I was watching and, wow amazing.


----------



## *LukeMayn* (Sep 6, 2008)

That was cool GREAT JOB DENNIS


----------



## Bounb (Sep 6, 2008)

Wow amazing, great


----------



## DennisStrehlau (Sep 6, 2008)

THAAAAAAAAAAAAAAAAAAAAAAAAAAANKS TO ALL OF YOU GUYS !!!!!

Greetings...Dennis


----------



## Simboubou (Sep 6, 2008)

I would kill myself in this case... how can you be so calm ? 
That is just great...


----------



## Brett (Sep 7, 2008)

Wow, so close to perfect.
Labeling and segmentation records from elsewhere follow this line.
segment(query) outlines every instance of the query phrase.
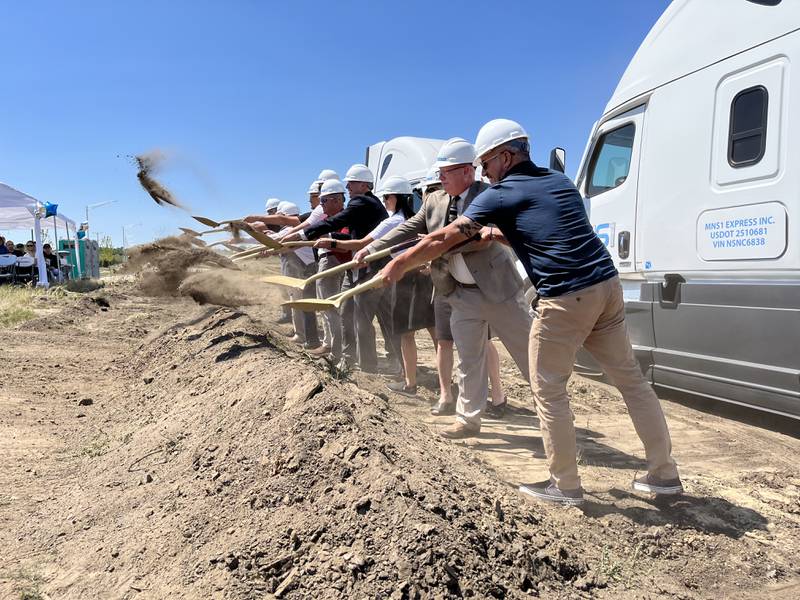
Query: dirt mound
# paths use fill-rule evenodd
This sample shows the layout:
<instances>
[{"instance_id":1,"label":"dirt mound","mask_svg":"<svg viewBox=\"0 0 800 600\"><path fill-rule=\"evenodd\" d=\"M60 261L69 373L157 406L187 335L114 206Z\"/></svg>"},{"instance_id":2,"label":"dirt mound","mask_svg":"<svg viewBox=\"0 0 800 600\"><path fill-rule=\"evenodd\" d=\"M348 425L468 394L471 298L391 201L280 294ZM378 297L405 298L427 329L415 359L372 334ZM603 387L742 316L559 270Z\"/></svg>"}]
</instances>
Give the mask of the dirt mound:
<instances>
[{"instance_id":1,"label":"dirt mound","mask_svg":"<svg viewBox=\"0 0 800 600\"><path fill-rule=\"evenodd\" d=\"M140 288L150 296L172 296L189 269L212 265L238 269L236 263L207 248L198 248L188 236L166 237L130 251L124 272L140 273Z\"/></svg>"},{"instance_id":2,"label":"dirt mound","mask_svg":"<svg viewBox=\"0 0 800 600\"><path fill-rule=\"evenodd\" d=\"M178 292L198 304L215 304L236 308L262 303L283 301L274 286L260 283L252 275L241 271L213 269L193 273L183 280Z\"/></svg>"},{"instance_id":3,"label":"dirt mound","mask_svg":"<svg viewBox=\"0 0 800 600\"><path fill-rule=\"evenodd\" d=\"M254 320L270 307L130 291L8 336L0 597L797 595L794 438L668 405L695 466L689 493L653 499L628 491L643 463L609 398L576 420L584 506L528 503L527 408L445 442L425 400L285 347ZM574 383L579 404L606 393Z\"/></svg>"},{"instance_id":4,"label":"dirt mound","mask_svg":"<svg viewBox=\"0 0 800 600\"><path fill-rule=\"evenodd\" d=\"M129 368L141 383L114 400L124 423L64 498L92 527L62 552L96 573L94 589L504 598L605 585L581 557L592 551L466 450L299 362L242 313L170 328Z\"/></svg>"}]
</instances>

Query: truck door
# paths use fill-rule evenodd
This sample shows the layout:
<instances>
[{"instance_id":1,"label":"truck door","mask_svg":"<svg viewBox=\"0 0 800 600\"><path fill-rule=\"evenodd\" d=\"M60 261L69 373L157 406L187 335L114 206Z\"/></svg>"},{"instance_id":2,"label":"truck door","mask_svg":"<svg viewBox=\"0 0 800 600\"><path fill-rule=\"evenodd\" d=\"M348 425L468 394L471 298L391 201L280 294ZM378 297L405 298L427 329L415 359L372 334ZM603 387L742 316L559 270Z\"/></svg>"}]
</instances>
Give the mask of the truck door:
<instances>
[{"instance_id":1,"label":"truck door","mask_svg":"<svg viewBox=\"0 0 800 600\"><path fill-rule=\"evenodd\" d=\"M639 106L597 128L581 192L592 224L620 273L636 269L636 195L645 107Z\"/></svg>"},{"instance_id":2,"label":"truck door","mask_svg":"<svg viewBox=\"0 0 800 600\"><path fill-rule=\"evenodd\" d=\"M596 128L579 178L592 226L608 248L620 273L625 294L628 334L642 370L652 377L655 344L652 299L643 296L636 273L636 211L639 190L639 154L644 133L645 105L602 122ZM597 372L586 352L578 366Z\"/></svg>"}]
</instances>

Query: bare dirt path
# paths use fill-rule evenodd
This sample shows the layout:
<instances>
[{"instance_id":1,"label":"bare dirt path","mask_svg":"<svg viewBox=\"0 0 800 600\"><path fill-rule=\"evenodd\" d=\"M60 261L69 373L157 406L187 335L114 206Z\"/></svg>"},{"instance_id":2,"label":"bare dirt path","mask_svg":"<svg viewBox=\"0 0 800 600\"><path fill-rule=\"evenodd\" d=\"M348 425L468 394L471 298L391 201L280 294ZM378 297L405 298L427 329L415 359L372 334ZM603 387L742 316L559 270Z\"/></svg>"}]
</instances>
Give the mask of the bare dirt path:
<instances>
[{"instance_id":1,"label":"bare dirt path","mask_svg":"<svg viewBox=\"0 0 800 600\"><path fill-rule=\"evenodd\" d=\"M94 296L110 307L0 332L0 598L800 593L792 424L665 401L688 493L655 502L629 490L618 395L576 377L589 501L534 505L514 490L544 477L541 440L507 360L513 409L453 444L431 370L408 399L285 347L272 309Z\"/></svg>"}]
</instances>

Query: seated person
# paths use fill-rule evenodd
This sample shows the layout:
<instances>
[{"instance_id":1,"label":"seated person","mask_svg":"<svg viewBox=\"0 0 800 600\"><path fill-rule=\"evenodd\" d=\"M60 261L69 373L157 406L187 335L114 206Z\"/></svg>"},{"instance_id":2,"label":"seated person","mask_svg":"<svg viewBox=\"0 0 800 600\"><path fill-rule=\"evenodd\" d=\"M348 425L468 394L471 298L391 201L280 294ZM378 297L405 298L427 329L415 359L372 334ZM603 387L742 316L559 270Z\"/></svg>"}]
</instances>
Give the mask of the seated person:
<instances>
[{"instance_id":1,"label":"seated person","mask_svg":"<svg viewBox=\"0 0 800 600\"><path fill-rule=\"evenodd\" d=\"M47 263L48 268L58 270L58 256L53 252L50 244L42 246L42 254L44 254L44 262Z\"/></svg>"},{"instance_id":2,"label":"seated person","mask_svg":"<svg viewBox=\"0 0 800 600\"><path fill-rule=\"evenodd\" d=\"M51 279L61 281L62 273L58 265L58 255L53 252L50 244L42 246L42 254L44 255L44 262L47 264L47 272Z\"/></svg>"}]
</instances>

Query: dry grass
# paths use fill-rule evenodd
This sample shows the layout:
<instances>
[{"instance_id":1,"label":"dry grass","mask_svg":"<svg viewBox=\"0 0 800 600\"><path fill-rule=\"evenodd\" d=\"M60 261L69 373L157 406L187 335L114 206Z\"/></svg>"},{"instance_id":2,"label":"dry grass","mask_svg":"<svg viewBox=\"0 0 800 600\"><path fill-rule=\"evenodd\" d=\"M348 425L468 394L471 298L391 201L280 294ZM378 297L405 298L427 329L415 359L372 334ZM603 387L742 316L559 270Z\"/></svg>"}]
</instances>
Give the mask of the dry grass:
<instances>
[{"instance_id":1,"label":"dry grass","mask_svg":"<svg viewBox=\"0 0 800 600\"><path fill-rule=\"evenodd\" d=\"M36 316L31 304L39 292L29 287L0 287L0 327L12 327Z\"/></svg>"},{"instance_id":2,"label":"dry grass","mask_svg":"<svg viewBox=\"0 0 800 600\"><path fill-rule=\"evenodd\" d=\"M103 284L96 279L69 282L66 286L57 285L50 289L0 285L0 327L19 325L39 316L37 309L39 312L44 308L51 309L65 299L75 298L77 293L101 287Z\"/></svg>"}]
</instances>

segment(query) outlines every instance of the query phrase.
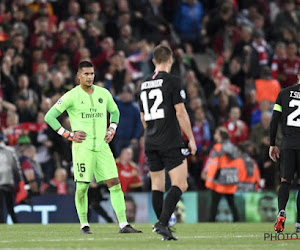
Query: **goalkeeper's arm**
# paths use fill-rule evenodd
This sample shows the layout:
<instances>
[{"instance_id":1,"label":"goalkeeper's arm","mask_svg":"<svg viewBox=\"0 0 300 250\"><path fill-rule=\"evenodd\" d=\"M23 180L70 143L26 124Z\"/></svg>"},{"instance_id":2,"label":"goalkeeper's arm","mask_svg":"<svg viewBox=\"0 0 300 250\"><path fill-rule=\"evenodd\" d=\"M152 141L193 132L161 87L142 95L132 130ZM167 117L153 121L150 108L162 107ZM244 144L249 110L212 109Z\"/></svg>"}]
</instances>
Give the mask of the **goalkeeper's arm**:
<instances>
[{"instance_id":1,"label":"goalkeeper's arm","mask_svg":"<svg viewBox=\"0 0 300 250\"><path fill-rule=\"evenodd\" d=\"M119 123L119 119L120 119L119 109L116 109L114 112L110 113L110 125L106 131L106 135L104 138L106 143L110 143L114 138Z\"/></svg>"},{"instance_id":2,"label":"goalkeeper's arm","mask_svg":"<svg viewBox=\"0 0 300 250\"><path fill-rule=\"evenodd\" d=\"M81 143L83 140L85 140L86 134L84 131L70 132L69 130L62 127L59 121L57 120L57 117L60 115L61 112L57 108L52 107L45 115L45 122L47 122L49 126L53 130L55 130L59 135L65 137L69 141Z\"/></svg>"}]
</instances>

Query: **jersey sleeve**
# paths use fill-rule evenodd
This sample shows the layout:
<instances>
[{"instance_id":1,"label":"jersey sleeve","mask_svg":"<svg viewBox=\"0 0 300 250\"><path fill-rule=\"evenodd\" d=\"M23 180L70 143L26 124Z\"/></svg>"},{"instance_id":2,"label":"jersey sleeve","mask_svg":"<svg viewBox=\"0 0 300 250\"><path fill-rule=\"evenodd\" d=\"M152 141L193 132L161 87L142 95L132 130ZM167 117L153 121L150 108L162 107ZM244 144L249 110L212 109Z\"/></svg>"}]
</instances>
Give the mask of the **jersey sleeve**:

What was your previous PB?


----------



## Mike Hughey (Sep 7, 2008)

WOW, Dennis!!!! Awesome!!!!!


----------



## DennisStrehlau (Sep 7, 2008)

Mike Hughey said:


> WOW, Dennis!!!! Awesome!!!!!



Thanks Mike...

And my older PB was 21/21 

Greetings...Dennis


----------



## Jens (Sep 7, 2008)

Awesome 
What was the time?


----------



## DennisStrehlau (Sep 7, 2008)

Jens said:


> Awesome
> What was the time?



I dont know exactly. i only know that the solving time was about 1 hour.
I will do 20 subes later today to see how fast i can do it ( memo and execution)

Greetings...Dennis


----------



## ShadenSmith (Sep 7, 2008)

I hope you'll be streaming the 20 cubes.


----------



## Garmon (Sep 7, 2008)

Yes, stream again sometime.


----------



## DennisStrehlau (Sep 7, 2008)

ShadenSmith said:


> I hope you'll be streaming the 20 cubes.
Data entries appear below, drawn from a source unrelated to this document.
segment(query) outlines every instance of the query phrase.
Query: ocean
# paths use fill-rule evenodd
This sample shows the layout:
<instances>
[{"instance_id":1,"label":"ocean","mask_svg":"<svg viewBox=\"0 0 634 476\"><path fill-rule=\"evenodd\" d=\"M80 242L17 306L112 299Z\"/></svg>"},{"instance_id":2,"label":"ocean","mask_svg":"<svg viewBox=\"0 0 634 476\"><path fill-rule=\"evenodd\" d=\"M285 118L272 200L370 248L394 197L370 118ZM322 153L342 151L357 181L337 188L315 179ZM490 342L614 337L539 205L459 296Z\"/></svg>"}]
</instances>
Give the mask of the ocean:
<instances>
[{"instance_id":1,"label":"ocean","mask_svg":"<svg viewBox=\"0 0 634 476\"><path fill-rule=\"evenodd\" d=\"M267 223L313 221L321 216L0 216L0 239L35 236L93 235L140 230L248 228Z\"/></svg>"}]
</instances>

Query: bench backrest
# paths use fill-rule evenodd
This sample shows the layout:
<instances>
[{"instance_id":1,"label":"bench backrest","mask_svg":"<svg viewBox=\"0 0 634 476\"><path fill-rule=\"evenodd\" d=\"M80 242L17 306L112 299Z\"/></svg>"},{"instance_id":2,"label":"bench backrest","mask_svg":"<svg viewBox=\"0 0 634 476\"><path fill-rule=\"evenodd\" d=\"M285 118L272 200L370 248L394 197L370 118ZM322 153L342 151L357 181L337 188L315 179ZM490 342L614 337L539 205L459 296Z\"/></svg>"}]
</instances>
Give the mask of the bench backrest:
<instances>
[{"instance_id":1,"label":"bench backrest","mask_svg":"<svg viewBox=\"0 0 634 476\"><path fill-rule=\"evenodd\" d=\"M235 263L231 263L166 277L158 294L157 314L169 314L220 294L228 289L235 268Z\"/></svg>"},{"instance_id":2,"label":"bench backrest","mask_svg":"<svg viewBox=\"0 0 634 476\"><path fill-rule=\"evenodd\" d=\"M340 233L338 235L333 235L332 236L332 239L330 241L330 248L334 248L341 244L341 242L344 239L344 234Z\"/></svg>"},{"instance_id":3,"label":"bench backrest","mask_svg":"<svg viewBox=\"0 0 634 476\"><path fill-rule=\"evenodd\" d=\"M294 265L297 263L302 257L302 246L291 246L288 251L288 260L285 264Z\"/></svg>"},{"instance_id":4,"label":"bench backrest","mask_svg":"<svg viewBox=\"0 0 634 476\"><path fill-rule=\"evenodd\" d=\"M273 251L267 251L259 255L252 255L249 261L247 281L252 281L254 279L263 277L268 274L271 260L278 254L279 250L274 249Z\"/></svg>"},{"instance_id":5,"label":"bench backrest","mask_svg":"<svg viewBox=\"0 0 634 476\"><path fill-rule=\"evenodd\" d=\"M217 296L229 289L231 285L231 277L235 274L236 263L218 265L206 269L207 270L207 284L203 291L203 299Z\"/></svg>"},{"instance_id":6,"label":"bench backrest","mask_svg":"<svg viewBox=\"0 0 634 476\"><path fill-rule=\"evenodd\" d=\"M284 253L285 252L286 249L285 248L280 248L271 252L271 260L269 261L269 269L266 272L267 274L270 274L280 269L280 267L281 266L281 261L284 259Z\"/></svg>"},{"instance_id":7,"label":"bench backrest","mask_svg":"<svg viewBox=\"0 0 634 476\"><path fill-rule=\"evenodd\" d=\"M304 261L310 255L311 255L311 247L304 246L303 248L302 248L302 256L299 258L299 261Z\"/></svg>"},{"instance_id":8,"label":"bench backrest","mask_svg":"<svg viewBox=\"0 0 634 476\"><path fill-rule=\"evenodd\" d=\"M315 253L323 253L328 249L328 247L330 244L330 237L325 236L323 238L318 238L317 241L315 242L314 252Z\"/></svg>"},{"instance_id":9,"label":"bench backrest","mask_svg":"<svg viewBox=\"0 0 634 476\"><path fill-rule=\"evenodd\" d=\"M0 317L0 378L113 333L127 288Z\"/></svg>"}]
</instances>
It was a good idea, not to stream it, cause i had 18/20.
Total time was 1:45 h

Greetings...Dennis


----------



## Brett (Sep 7, 2008)

18/20 is still incredible. Were the mistakes as small as your 29/30?


----------



## DennisStrehlau (Sep 7, 2008)

Brett said:


> 18/20 is still incredible. Were the mistakes as small as your 29/30?



Well: First mistake, i forgot to solve 1 edge (yellow/train) 
Second mistake, i didnt memorize the last cube very well.

Greetings..ennis


----------



## joey (Sep 9, 2008)

Damn, I'm annoyed I missed this! But well done on such a close attempt!


----------



## tim (Sep 9, 2008)

joey said:


> Damn, I'm annoyed I missed this! But well done on such a close attempt!



I'm annoyed, that i'll miss his attempt at the EC .


----------



## DennisStrehlau (Sep 11, 2008)

tim said:


> joey said:
> 
> 
> > Damn, I'm annoyed I missed this! But well done on such a close attempt!
> ...



But i thought, that you WILL come?!

Greetings...Dennis


----------



## hdskull (Sep 11, 2008)

I'm annoyed I will miss/missed both.


----------